HypercubeQuant: early notes from an A100 KV-cache experiment

Objective

HypercubeQuant is an in-progress inference-time memory experiment for transformer serving on a single NVIDIA A100. This is an early teaser note: what it is, where it sits in the space, what the current evidence actually supports, and what the next gates are. The short version: outputs are bit-identical to a dense baseline on the models tested so far, but the memory numbers are not ready to publish. The benchmark harness currently produces headline compression ratios that are artifacts of how the sweep is wired, and pretending otherwise would not age well.

Description

Status: work in progress. HypercubeQuant is still being built. This is a teaser note from inside the build — directional, not definitive. Expect revisions.

What this is

HypercubeQuant is an experiment in how a single NVIDIA A100 should handle the memory side of transformer serving when the same prefix shows up across many requests. The problem it targets is familiar:

KV cache dominates serving memory
repeated prefixes waste both storage and attention work
strong systems already exist for this (SGLang's RadixAttention, vLLM's automatic prefix caching)

The question the project is asking is narrower than "beat those systems." It is: can a GPU-resident design for exact prefix reuse make the metadata and hot-path work cheap enough to matter on A100, without losing correctness and without relying on approximations?

The "how" is intentionally left out of this note — it is the piece that has to survive contact with real benchmarks before it is worth writing up. This is a progress note, not a systems paper.

The piece that is real today

One result has held up under direct scrutiny and is worth putting on record:

Correctness is bit-exact. On Qwen 2.5 at 0.5B and 7B parameters, a full-context prefill under HypercubeQuant produces identical per-token logits to a dense baseline. Not "close." Not "within tolerance." Identical.

Model	Dense perplexity	HQ perplexity	Max logit difference
Qwen 2.5 0.5B	8.4468e6	8.4468e6	0
Qwen 2.5 7B	1.0939e9	1.0939e9	0

A zero logit difference is the strictest possible gate for an exact-reuse scheme.

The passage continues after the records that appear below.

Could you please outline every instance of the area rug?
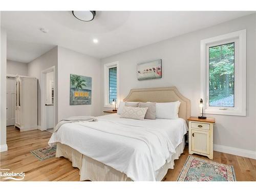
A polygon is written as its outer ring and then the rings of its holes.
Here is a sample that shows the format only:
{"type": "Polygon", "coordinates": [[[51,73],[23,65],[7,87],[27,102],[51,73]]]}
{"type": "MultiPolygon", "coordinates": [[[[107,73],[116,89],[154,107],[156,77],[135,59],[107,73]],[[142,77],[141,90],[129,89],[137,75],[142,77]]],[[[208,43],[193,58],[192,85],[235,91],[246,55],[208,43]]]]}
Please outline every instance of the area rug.
{"type": "Polygon", "coordinates": [[[52,147],[49,146],[38,150],[31,151],[30,153],[40,161],[44,161],[55,156],[56,147],[55,145],[52,147]]]}
{"type": "Polygon", "coordinates": [[[177,181],[235,181],[232,165],[189,156],[177,181]]]}

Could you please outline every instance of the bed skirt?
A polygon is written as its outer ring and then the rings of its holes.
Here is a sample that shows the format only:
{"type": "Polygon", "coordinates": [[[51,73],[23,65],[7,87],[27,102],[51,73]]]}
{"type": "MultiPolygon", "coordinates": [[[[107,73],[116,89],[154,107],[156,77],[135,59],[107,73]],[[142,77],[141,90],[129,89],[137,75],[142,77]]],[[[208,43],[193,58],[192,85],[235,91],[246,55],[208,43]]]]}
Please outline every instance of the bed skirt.
{"type": "MultiPolygon", "coordinates": [[[[173,155],[172,160],[165,163],[156,172],[156,180],[161,181],[169,168],[174,168],[174,160],[179,159],[183,153],[185,146],[184,138],[182,142],[176,149],[176,153],[173,155]]],[[[93,181],[131,181],[125,174],[113,167],[93,159],[67,145],[58,143],[56,157],[64,157],[72,162],[72,166],[79,169],[80,180],[93,181]]]]}

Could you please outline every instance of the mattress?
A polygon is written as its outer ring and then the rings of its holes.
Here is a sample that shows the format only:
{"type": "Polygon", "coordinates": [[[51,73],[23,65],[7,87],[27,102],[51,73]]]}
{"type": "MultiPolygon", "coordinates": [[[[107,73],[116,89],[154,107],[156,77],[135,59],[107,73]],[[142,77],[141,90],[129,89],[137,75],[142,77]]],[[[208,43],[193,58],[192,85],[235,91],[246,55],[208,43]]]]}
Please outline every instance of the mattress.
{"type": "Polygon", "coordinates": [[[157,171],[173,161],[187,130],[181,118],[138,120],[117,114],[62,125],[49,144],[67,145],[134,181],[157,180],[157,171]]]}

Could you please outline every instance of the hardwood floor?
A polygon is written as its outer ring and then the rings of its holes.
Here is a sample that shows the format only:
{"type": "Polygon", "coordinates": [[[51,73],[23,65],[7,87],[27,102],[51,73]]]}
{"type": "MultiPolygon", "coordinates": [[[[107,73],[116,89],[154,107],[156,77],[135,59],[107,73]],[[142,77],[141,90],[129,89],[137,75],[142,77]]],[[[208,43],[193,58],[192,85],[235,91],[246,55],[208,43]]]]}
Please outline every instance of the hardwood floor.
{"type": "MultiPolygon", "coordinates": [[[[79,181],[79,169],[64,158],[53,158],[40,161],[30,151],[48,145],[51,133],[39,130],[20,132],[14,126],[7,128],[8,151],[1,153],[1,169],[25,173],[25,181],[79,181]]],[[[169,169],[165,181],[176,181],[188,156],[187,147],[174,169],[169,169]]],[[[196,157],[207,159],[199,155],[196,157]]],[[[256,160],[214,152],[214,160],[232,165],[237,181],[256,181],[256,160]]]]}

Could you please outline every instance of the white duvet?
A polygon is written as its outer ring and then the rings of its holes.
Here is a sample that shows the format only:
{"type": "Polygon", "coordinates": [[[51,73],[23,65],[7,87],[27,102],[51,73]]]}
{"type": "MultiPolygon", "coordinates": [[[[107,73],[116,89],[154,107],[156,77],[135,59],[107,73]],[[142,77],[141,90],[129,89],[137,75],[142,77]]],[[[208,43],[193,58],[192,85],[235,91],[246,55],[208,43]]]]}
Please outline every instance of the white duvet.
{"type": "Polygon", "coordinates": [[[66,123],[53,133],[49,144],[67,145],[125,173],[134,181],[155,181],[156,172],[168,162],[182,141],[185,120],[144,120],[112,114],[97,122],[66,123]]]}

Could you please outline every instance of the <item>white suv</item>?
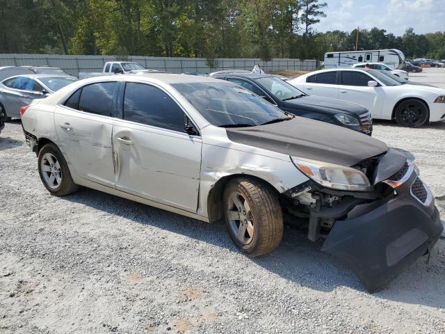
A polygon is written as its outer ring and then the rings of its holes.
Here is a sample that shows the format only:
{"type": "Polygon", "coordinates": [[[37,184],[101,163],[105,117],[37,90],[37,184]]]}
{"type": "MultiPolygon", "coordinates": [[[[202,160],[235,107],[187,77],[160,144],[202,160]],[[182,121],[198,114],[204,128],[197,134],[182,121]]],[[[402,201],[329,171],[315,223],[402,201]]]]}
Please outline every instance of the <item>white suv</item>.
{"type": "Polygon", "coordinates": [[[358,63],[353,65],[353,67],[364,68],[368,65],[369,68],[373,70],[380,70],[380,71],[389,71],[390,73],[398,77],[399,78],[407,81],[409,78],[408,72],[403,70],[394,70],[391,68],[386,64],[382,63],[358,63]]]}

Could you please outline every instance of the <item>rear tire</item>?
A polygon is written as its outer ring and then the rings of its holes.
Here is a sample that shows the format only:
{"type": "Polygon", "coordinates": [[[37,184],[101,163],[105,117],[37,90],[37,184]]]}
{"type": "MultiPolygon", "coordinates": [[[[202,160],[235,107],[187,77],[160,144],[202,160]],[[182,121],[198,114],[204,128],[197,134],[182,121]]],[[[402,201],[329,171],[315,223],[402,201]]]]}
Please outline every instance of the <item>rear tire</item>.
{"type": "Polygon", "coordinates": [[[283,237],[283,215],[278,196],[259,180],[238,177],[223,195],[226,227],[241,253],[259,256],[276,248],[283,237]]]}
{"type": "Polygon", "coordinates": [[[428,121],[430,117],[426,104],[419,100],[402,102],[394,114],[397,122],[406,127],[419,127],[428,121]]]}
{"type": "Polygon", "coordinates": [[[3,118],[3,122],[9,122],[10,120],[11,120],[11,118],[8,117],[8,115],[6,115],[6,111],[1,104],[0,104],[0,115],[2,116],[1,117],[3,118]]]}
{"type": "Polygon", "coordinates": [[[56,145],[49,143],[43,146],[39,152],[38,161],[40,180],[52,195],[64,196],[79,189],[72,180],[68,164],[56,145]]]}

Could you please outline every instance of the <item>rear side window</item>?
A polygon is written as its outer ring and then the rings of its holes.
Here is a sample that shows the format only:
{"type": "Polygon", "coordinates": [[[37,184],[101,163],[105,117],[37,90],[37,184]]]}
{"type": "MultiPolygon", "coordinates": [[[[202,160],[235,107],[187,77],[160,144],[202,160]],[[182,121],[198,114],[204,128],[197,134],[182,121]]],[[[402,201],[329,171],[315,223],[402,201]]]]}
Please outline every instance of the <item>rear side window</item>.
{"type": "Polygon", "coordinates": [[[163,90],[144,84],[127,83],[124,120],[184,132],[184,116],[178,104],[163,90]]]}
{"type": "Polygon", "coordinates": [[[79,109],[79,98],[81,97],[81,88],[79,88],[73,93],[63,105],[72,109],[79,109]]]}
{"type": "Polygon", "coordinates": [[[341,72],[341,84],[346,86],[367,86],[368,81],[373,80],[364,73],[353,71],[341,72]]]}
{"type": "Polygon", "coordinates": [[[113,64],[111,66],[111,72],[114,72],[115,70],[122,70],[122,67],[120,67],[119,64],[113,64]]]}
{"type": "Polygon", "coordinates": [[[337,72],[326,72],[318,73],[315,79],[316,84],[328,84],[334,85],[337,83],[337,72]]]}
{"type": "Polygon", "coordinates": [[[43,89],[35,81],[26,77],[12,78],[3,81],[3,84],[10,88],[19,89],[21,90],[41,91],[43,89]]]}
{"type": "Polygon", "coordinates": [[[315,82],[315,75],[311,75],[307,77],[306,82],[315,82]]]}
{"type": "Polygon", "coordinates": [[[83,86],[79,100],[79,110],[109,116],[115,87],[115,82],[98,82],[83,86]]]}

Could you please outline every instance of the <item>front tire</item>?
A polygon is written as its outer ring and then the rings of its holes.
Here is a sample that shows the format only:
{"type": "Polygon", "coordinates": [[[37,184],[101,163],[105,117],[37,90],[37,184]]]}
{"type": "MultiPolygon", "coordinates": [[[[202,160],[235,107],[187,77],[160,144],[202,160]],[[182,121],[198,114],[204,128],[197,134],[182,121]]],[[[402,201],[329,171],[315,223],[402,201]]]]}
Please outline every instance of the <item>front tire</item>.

The reuse path is not corrupting outputs on the tested set. That is not a headline systems result, but it is the foundation everything else has to stand on.

Alongside that, the design's fixed metadata footprint is small and roughly constant across configurations — on the order of a few tens of megabytes. Not a performance claim, but a property the design needs to have if it is ever going to scale.

The piece that is not real yet

Earlier internal numbers suggested HypercubeQuant was compressing stored KV by more than an order of magnitude — and at the longest tested contexts, by more than 50× against a dense baseline.

That number does not survive scrutiny of the benchmark harness itself.

Without getting into the mechanics, the current sweep's "compression ratio" at any given nominal context length turns out to be arithmetically equal to (nominal context length) / (actual request length) — because the two backends under comparison report different things on identical workloads: one reports the buffer it pre-allocated for the nominal context, the other reports only the bytes actually written. Per-request workload size is held roughly constant across every row of the sweep, so the "compression" is really just the ratio between an allocated slab and a utilized slab.

That is not a result. It is a harness artifact. It would be embarrassing to publish as a compression claim, and it is exactly the kind of number that looks great in a graph and falls apart when someone asks a second question about it.

Why this matters as a teaser, not a takedown

The useful thing about catching this kind of artifact now is that it reshapes the entire near-term plan.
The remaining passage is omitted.